Indeed his friends from school and Uni keep in touch with us too and are all of the same opinion.
Leaving aside that is not particularly common for significant numbers of school and university friends of a man in his 30s to have a direct relationship with his parents....all share your opinion ?
That is an unusually high percentage (unless we are talking about just 1 or 2 individuals, who perhaps your son felt were too far over the friend boundary and into a more direct relationship with his parent to include in his future once a rift took place)
If these friends are in contact in more significant numbers, it's unusual because humans tend not to be so uniform in such a wholesale fashion. There are almost always those with hidden life shadows of their own. Or possessing a more cynical nature. Or with a strong preference to not be seen as taking sides when it comes to other peoples' rifts. Just in case it makes things awkward when the central figures make up, and the earlier lining up on one side is now an elephant in the room.
Those sorts of people lean towards being disinclined to cast their hat into the ring by stating they are of the same opinion. Which tends to drag the rate below a flat out 100%.
It's not impossible, but from the perspective of an outsider, if I take your posts as a "whole truth, all the truth, nothing but the unvarnished truth" account there is a growing heap of probability outliers stacking up around you.
Those are not odds I would gamble my relationship with my son on. My position and advice, cos I really don't want you in this club for any longer than you need to be, remains the same. Focus inwards not out in your quest for answers as to why your son could possibly be willing and able to cut off a healthy, loving relationship with his parents.
Millions upon millions of DILs all over the land struggle to get on with their in laws (and vice versa) . For cultural and personality clash reasons. But their well bonded (in the child/parent sense) husbands stay attached to their mother and father and in their lives. Despite any ructions and upsets along the way. Why did your son not ?
Until you are able, with radical internal honesty (which incidentally sucks like a bastard, cos it is hard and painful) , to get somewhere close to HIS version of that missing answer, be you an outlier amoung outliers, or something more typical of the pattern, you risk staying in this limbo long term.
Potentially for all the time you have left. I know people say time heals. But what they often fail to mention is that is also runs out. It goes faster than we anticipate. Days bleed into weeks, into months until you look up one day and notice the years have become decades. At the nine month mark you still have time to wheel this around. It hasn't become an engrained habit of being yet. It's still too soon for the rift to have solidified into a "better the devil you know" status while reconciliation has morphed into the distant, unknown alternative that is too scary for you to even contemplate.
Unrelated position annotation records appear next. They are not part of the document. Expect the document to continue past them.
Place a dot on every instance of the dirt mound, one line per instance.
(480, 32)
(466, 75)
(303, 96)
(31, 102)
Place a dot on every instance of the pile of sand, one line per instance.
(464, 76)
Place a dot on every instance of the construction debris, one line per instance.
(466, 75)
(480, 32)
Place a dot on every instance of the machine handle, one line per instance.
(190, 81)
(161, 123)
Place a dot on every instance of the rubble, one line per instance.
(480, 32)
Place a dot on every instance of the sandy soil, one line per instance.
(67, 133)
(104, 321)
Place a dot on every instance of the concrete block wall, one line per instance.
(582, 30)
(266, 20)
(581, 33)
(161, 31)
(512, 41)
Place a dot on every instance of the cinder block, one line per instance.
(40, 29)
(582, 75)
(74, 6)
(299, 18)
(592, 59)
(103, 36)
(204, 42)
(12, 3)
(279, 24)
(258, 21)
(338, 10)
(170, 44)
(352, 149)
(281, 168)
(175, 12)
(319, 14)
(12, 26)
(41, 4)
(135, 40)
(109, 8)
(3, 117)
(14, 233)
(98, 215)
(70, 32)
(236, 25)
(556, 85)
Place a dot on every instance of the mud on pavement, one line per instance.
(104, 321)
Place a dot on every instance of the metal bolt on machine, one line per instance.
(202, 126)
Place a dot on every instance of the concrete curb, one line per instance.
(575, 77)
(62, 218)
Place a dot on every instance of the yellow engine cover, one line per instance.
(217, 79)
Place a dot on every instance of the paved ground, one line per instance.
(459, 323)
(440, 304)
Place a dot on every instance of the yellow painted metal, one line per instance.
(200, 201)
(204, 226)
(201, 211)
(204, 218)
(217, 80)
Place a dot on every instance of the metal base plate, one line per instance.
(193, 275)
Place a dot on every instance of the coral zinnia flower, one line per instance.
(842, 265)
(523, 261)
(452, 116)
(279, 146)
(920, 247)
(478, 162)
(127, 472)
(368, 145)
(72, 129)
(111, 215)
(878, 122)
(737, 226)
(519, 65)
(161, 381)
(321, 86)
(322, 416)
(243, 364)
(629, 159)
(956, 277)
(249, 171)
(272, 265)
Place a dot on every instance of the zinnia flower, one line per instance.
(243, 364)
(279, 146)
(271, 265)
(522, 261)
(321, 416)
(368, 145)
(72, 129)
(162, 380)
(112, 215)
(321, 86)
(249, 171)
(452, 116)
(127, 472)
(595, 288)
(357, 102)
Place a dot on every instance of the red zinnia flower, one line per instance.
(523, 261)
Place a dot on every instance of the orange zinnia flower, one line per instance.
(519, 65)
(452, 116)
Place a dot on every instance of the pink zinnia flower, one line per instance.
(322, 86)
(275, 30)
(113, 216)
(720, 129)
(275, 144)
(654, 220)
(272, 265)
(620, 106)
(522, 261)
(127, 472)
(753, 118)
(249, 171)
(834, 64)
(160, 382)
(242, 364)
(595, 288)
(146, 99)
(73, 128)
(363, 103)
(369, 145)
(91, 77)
You still have time, but not so much left that you can afford to waste it on well travelled ground, that has got you nowhere,
I repeat. I am the last person who wants you in this sad, broken hearted club. I am stuck in it forever because dead people don't rise. But you, in your far worse position of yearning for your missing child, don't have to be.
And as horrible and unfair as analysing the situation with a brand, new lens may feel, it sure as hell beats the alternative of going around and around in circles over the same old ground, until time runs out.